Le rêve tisse le réel; nous vivons en métalepse, nourris de clichés, de stéréotypes, mais aussi de rêveries et d’utopies. Difficile de se passer des songes: ils sont la matière du réel. Le romanesque n’en semble que la forme la plus visible: elle est, formatée, la structure des rêves les plus communs. À ce titre, le romanesque est très proche du kitsch tel que le définit, comme un leitmotiv, Kundera dans son Insoutenable légèreté de l’être: le kitsch est une émotion double (je cite de mémoire un livre que je ne veux pas relire), émotion devant une scène, et émotion de cette émotion (méta, donc) de se sentir ému avec l’ensemble de l’humanité (que la chose soit ou non attestée). Le kitsch est ensuite vu par Kundera comme un paravent, contre la merde, la mort, le refus du réel (toutes choses qui ne m’intéressent moins aujourd’hui).

Si le kitsch (et, pour aller vite, plus largement le romanesque, tout aussi négativement connoté pour son mauvais goût) est une émotion méta, c’est à la fois qu’une belle idée nous transporte – celle de l’universalité de l’émotion, globalement discutable – et celle de notre capacité à nous voir comme des représentants de cette humanité – et on retombe dans un certain orgueil. L’orgueil n’est en effet que le versant de l’universalisme: croire que ses émotions sont universelles, ou au moins universalisables, revient tout de même à placer son point de vue au centre du monde. La chose se distingue de l’impératif kantien, consistant à agir pour que sa morale et son comportement soient universalisables (ne fais pas à autrui ce que tu ne veux pas qu’on te fasse à toi-même), qui repose in fine sur l’idée que le point de vue (et donc les valeurs ou les émotions) des autres sont a minima à prendre en compte. Le kitsch et le romanesque semblent par essence égoïstes ou, plus précisément, égocentriques.
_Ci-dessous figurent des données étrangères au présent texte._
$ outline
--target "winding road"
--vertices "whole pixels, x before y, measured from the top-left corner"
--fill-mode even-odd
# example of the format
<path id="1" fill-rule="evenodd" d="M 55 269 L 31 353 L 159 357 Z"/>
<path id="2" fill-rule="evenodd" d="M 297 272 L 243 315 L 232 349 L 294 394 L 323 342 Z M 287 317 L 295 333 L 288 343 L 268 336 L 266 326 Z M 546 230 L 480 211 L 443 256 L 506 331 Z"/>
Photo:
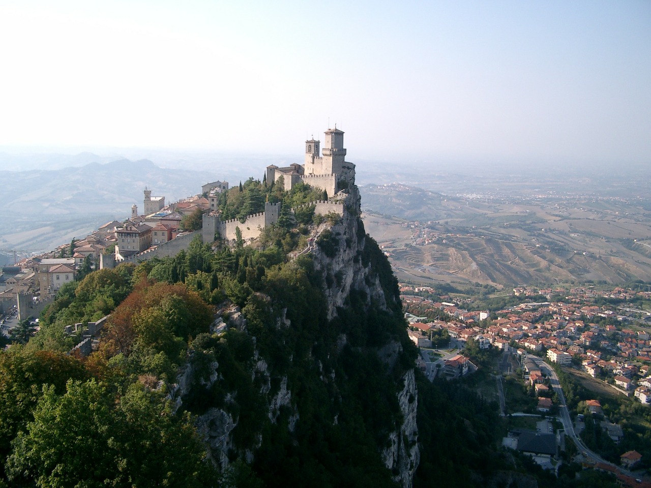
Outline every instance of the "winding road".
<path id="1" fill-rule="evenodd" d="M 604 464 L 612 466 L 616 468 L 617 470 L 624 474 L 626 474 L 626 476 L 633 476 L 630 471 L 606 461 L 596 452 L 591 451 L 588 448 L 588 446 L 585 445 L 583 440 L 577 435 L 576 432 L 574 431 L 574 424 L 572 421 L 572 418 L 570 416 L 570 412 L 568 410 L 567 404 L 565 403 L 565 396 L 563 394 L 563 389 L 561 386 L 561 381 L 559 380 L 559 377 L 556 374 L 556 372 L 554 371 L 554 369 L 551 366 L 537 356 L 527 355 L 527 357 L 533 360 L 534 362 L 540 367 L 540 371 L 549 377 L 550 385 L 553 388 L 554 392 L 556 393 L 559 397 L 559 407 L 560 411 L 559 416 L 561 417 L 561 420 L 563 424 L 563 428 L 565 429 L 565 434 L 566 435 L 570 436 L 570 439 L 574 441 L 574 444 L 576 445 L 577 448 L 581 452 L 583 457 L 592 459 L 595 463 L 603 463 Z"/>

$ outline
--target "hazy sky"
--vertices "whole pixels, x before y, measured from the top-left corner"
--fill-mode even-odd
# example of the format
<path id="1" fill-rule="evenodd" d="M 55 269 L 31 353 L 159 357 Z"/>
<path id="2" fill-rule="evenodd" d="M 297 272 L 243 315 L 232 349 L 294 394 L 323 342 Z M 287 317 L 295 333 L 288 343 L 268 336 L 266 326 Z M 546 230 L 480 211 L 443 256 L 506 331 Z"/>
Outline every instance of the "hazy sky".
<path id="1" fill-rule="evenodd" d="M 648 0 L 0 0 L 0 145 L 651 163 Z"/>

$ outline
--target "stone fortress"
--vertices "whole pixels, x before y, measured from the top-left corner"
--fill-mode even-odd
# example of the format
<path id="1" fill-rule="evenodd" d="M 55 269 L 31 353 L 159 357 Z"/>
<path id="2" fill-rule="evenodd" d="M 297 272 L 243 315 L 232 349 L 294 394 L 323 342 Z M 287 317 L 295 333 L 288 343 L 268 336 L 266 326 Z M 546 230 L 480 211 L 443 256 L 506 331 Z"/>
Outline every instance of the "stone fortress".
<path id="1" fill-rule="evenodd" d="M 335 128 L 328 129 L 325 133 L 323 156 L 319 156 L 320 141 L 314 138 L 306 141 L 305 164 L 294 163 L 284 168 L 275 165 L 268 166 L 267 183 L 282 183 L 285 191 L 292 189 L 299 182 L 324 190 L 330 199 L 314 202 L 314 213 L 335 212 L 341 215 L 344 204 L 340 199 L 333 197 L 338 191 L 355 184 L 355 165 L 344 161 L 344 132 Z M 212 242 L 217 236 L 232 241 L 236 239 L 238 228 L 245 241 L 256 239 L 265 227 L 278 221 L 279 213 L 279 204 L 268 202 L 265 204 L 264 212 L 249 215 L 243 223 L 237 219 L 222 221 L 216 212 L 206 213 L 203 216 L 202 239 L 204 243 Z"/>
<path id="2" fill-rule="evenodd" d="M 343 215 L 346 195 L 337 195 L 337 193 L 354 185 L 355 165 L 344 160 L 346 152 L 344 148 L 344 132 L 335 128 L 329 129 L 325 134 L 323 156 L 320 156 L 320 141 L 314 138 L 307 141 L 304 164 L 294 163 L 284 168 L 269 166 L 266 170 L 267 182 L 283 185 L 286 191 L 299 182 L 323 190 L 329 198 L 312 202 L 314 213 Z M 165 197 L 152 197 L 151 190 L 145 189 L 145 215 L 139 216 L 137 206 L 133 206 L 129 224 L 115 229 L 117 245 L 115 254 L 100 256 L 100 267 L 112 267 L 124 262 L 137 262 L 154 257 L 174 256 L 182 249 L 187 249 L 196 235 L 201 236 L 203 242 L 207 243 L 214 242 L 216 238 L 232 243 L 239 234 L 245 243 L 247 243 L 259 237 L 266 227 L 278 221 L 281 205 L 270 202 L 265 204 L 264 211 L 248 215 L 243 222 L 238 219 L 223 221 L 217 209 L 217 193 L 228 191 L 228 182 L 206 183 L 201 189 L 202 195 L 198 195 L 197 198 L 205 200 L 203 208 L 207 209 L 202 216 L 202 228 L 194 232 L 180 232 L 177 228 L 169 232 L 161 240 L 156 240 L 156 236 L 152 234 L 158 232 L 162 235 L 164 230 L 162 228 L 171 226 L 165 223 L 170 216 L 167 215 L 169 212 L 165 211 Z M 199 201 L 193 202 L 193 206 L 184 209 L 185 214 L 201 204 Z M 179 210 L 177 206 L 176 211 Z M 171 215 L 178 215 L 176 212 L 172 212 Z M 177 221 L 176 228 L 178 224 Z"/>
<path id="3" fill-rule="evenodd" d="M 337 128 L 326 131 L 323 156 L 319 156 L 321 142 L 312 137 L 305 141 L 305 159 L 302 165 L 294 163 L 284 168 L 267 167 L 267 182 L 281 180 L 285 190 L 302 182 L 313 188 L 324 190 L 329 197 L 339 190 L 355 184 L 355 165 L 344 161 L 344 133 Z"/>

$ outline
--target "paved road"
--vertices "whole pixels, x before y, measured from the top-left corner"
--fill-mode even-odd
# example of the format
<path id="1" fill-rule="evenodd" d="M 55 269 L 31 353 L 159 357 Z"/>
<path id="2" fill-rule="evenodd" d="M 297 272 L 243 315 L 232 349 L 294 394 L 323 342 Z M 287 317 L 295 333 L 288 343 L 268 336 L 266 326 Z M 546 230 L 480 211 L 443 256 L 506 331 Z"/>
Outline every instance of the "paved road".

Ces prolégomènes posés, que reste-t-il au romanesque ? Il semble, alors que son abomination est bien souvent masquée pour ce qui est des relations amoureuses, qu’il reste un puissant moteur, et d’action, et d’attente: il peut sembler gratifiant d’être ce héros capable de se battre pour sa douce, d’être cette héroïne pour laquelle on se bat (les femmes ne semblent autorisées à se battre que pour leur honneur perdu, récupérer leurs enfants ou dans les rares cas où il leur faut suppléer à une incapacité maritale – puissance à oublier pour le dénouement final). Cette gratification est, en appliquant ou en reconnaissant un récit tout fait, de se constituer soi-même un personnage de son propre roman – et toutes les histoires d’amour deviennent ainsi les histoires de fantômes de notre culture.